Many authors reported that significantly more LNs were harvested in the ICG group than the non-ICG group, even and especially outside the boundaries of a standard of care lymphadenectomy [11, 27, 28].

Villegas-Tovar performed a diagnostic test accuracy meta-analysis, confirming high (91%) detection rates when using ICG for LNs mapping in colorectal surgery, also reporting that the overall performance of ICG for the detection of metastatic nodes is poor [25].

The use of international registries, thanks to the big data collected instead of single centers studies, is evermore spreading in the surgical scientific researches.
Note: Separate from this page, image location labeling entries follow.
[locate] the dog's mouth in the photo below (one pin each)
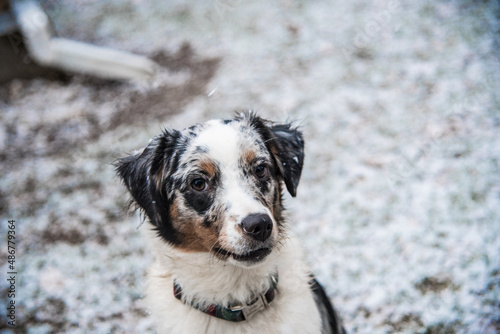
(253, 256)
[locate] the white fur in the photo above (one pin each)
(213, 281)
(224, 143)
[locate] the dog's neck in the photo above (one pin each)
(206, 279)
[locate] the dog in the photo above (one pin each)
(224, 260)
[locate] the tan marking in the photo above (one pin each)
(249, 156)
(194, 237)
(209, 167)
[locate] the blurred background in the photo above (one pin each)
(399, 203)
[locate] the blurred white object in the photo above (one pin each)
(49, 50)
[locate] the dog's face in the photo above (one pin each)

Notwithstanding the interesting findings and results, this study and the EURO-FIGS registry have several limitations. First, the registry is still confined to the PI network and strongly limited by specific regulations in some European countries, subsequently hindering the proper understanding of the use of FIGS in Europe. Second, although the registry provided for three digestive tract procedures, the majority of cases involved colorectal procedures, according to the epidemiological series in Western countries. The small number of collected esophageal cancers (only four cases) was not representative at all and did not allow them to be included in the specific statistical analysis. Third, in its current form, the registry does not include data on preoperative imaging study, postoperative course and oncological features and follow-up, resulting in the inability to determine the effect of extended ICG-guided lymphadenectomy on postoperative outcomes and prolonged disease-free survival, the preclusion to find correlations between preoperative radiological work-up, and not include data on timing before and during ICG injection. Moreover, right colonic resections were not included in the registry, and differences between left colonic or rectal resections, total or subtotal gastrectomy, and type of esophagectomy were not reported. These data will be implemented in the future versions of the registry.
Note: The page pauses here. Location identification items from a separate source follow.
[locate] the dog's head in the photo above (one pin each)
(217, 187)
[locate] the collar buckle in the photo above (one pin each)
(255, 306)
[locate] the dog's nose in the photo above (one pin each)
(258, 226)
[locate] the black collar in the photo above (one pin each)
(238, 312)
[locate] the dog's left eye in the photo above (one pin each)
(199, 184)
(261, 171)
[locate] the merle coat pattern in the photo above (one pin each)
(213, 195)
The NIRF is a validated tool in the hands of surgeons, in order to better stage (via ultrastaging techniques) patients and not to leave potential metastatic LNs outside the boundaries. However, it needs new validated fluorophores which could be targeted to specific tumoral markers. In the next years, the routine use of innovative techniques and software to improve the detection of metastatic LNs could widely spread. Augmented reality imaging associated with powered algorithms and also video software fluorescence analysis could well enhance the visualization of oncological resection planes and vascular structures and act as an in situ tumor identifier with greater details [29, 30].
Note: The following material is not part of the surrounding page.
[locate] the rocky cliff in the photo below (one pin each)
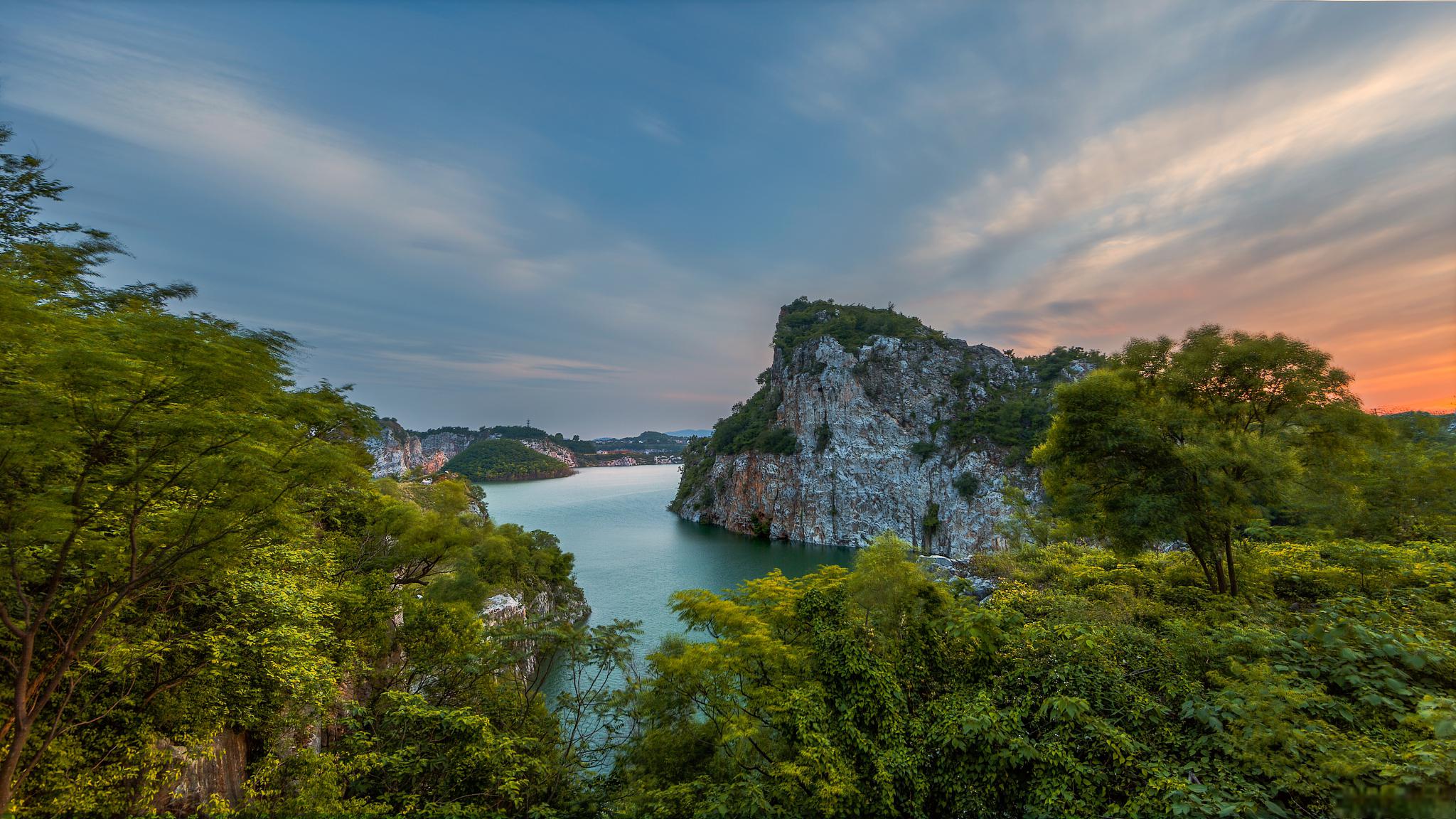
(858, 432)
(398, 451)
These results could let the surgeons perform more tailored surgical interventions, with the aim to reduce the rate of postoperative complications, and particularly the rate of local recurrence. These results could lead to direct worthwhile clinical applications and potentially provide the basis for a shared international consensus and European guidelines.

Conclusions

The EURO-FIGS fluorescence-based lymphography analysis pinpoints a huge disparity in terms of ICG dose, and injection methods across European centers. Notwithstanding this discrepancy, it has been confirmed to be a safe and valuable tool to perform real-time, non-ionizing, SLN mapping and to identify (potentially metastatic) LNs outside the boundaries of regulated lymphadenectomies.

In addition, the registry could be a helpful tool to share experience and promote European consensus guidelines.